Preferably, the first address text is ranked according to administrative level keywords of the first address text, and one address text of each level corresponds to one state of the first conditional random field;
Address text at the same level is arranged side by side, and low-level address text is arranged after high-level address text.
As shown in fig. 3, the first conditional random field state determination: in China, all addresses may be classified according to administrative level, such as autonomous area, special administrative area, province, city, district, county, town, street office, etc., classified according to administrative level keywords, such as "district" and "county" peers, so they should be arranged side by side, while "street office" and "town" peers but with a level lower than "district, county" so they are arranged side by side after "district, county", and other levels form respective states based on which the first condition is random. In the actual use process, the state corresponding to the administrative level can be increased or decreased according to the actual demand, and each first address text to be extracted passes through the first conditional random field.
Preferably, in the state jump process, the high-level state corresponding to the high-level address text jumps to the low-level state corresponding to the low-level address text, and the jump is irreversible;
when the high-level state jumps to the low-level state, all the low-level states of the column in which the low-level state is located are passed through;
the states of a single lowest level may jump to each other.
State jumps of the first conditional random field: the first conditional random field has to jump from front to back, i.e. high-level address text to low-level administrative address text, while the jump from high to low has to go through every possible state, e.g. a list of "regions" has to jump only and has to jump to a list of "streets", i.e. a list of "regions" has to go through "streets" and "towns" when jumping, and the "streets" has to go through "resident" and "village" when jumping, and there is a loop of only "number" at the lowest level state.
Preferably, in each jump, the address text is segmented by using the administrative level keyword corresponding to the level state, and the segmented address text enters the next low level state for re-segmentation;
selecting a path with the largest number of hops, and determining the path as an optimal segmentation path; wherein address text that hops across level states does not count the number of hops.
In the method, each level of administrative level is regarded as a state, and the jump process can only jump from a high level to a low level and is irreversible. Each jump uses the corresponding administrative grade vocabulary to divide the address text. And entering the segmented sub-text into a new state for segmentation. If the division fails, e.g., part of the text does not write "region" information, but rather writes directly from "city" to "street office", the cross-level state is no longer incorporated into the calculation. After the first conditional random field is divided, the path with the largest number of hops is selected as the optimal dividing path.

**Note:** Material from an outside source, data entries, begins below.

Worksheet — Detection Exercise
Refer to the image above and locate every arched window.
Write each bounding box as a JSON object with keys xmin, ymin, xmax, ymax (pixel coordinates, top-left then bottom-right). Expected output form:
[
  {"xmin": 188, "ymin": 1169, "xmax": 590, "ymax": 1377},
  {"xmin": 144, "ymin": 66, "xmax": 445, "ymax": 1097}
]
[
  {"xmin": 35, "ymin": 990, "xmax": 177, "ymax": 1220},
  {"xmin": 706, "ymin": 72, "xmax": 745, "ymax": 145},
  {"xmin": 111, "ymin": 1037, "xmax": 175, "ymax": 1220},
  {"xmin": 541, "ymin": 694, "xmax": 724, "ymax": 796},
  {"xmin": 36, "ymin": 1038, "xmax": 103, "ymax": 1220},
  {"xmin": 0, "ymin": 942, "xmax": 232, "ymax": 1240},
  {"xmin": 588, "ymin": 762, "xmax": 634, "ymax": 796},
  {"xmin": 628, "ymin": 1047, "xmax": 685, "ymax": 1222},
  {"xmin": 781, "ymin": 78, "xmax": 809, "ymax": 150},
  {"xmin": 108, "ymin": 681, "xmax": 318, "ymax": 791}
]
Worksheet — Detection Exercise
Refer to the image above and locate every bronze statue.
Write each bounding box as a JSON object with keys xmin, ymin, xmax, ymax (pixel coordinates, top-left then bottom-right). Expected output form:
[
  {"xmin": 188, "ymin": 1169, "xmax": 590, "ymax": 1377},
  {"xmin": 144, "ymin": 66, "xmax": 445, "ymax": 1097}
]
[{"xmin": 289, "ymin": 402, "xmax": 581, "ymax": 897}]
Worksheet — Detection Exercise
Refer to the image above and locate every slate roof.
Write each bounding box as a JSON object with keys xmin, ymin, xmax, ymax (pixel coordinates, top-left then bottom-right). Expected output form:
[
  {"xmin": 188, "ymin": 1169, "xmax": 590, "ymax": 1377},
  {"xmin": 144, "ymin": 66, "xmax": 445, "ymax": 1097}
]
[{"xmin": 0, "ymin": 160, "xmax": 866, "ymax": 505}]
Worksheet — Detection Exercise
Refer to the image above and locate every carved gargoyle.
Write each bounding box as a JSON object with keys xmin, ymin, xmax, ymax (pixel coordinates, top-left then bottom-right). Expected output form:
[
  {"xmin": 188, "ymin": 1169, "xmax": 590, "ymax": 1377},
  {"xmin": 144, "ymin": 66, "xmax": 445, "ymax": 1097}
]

For example, "the three-way EF university of the AB area CD in the berg city of the guangdong province", the address text not only passes through the state jump path of "province", "city", "area" and "road", but also passes through the state jump of "autonomous area", "city" and "county" … …, but is not divided by the state of "autonomous area" at the "autonomous area", so that the state of "autonomous area" is directly passed by the pass and enters the state of "city". In the result of the path divided by the "autonomous region", the number of times of dividing success is necessarily smaller than that of the path divided by the "province", so the path divided by the "autonomous region" is necessarily not the optimal path.
Preferably, in the address text which is successfully segmented, the sub-text and the administrative vocabulary corresponding to each level state are used as text labels.
Preferably, a dictionary is established, text labels are added to the dictionary according to preset rules, and the dictionary is stored as a two-dimensional data table.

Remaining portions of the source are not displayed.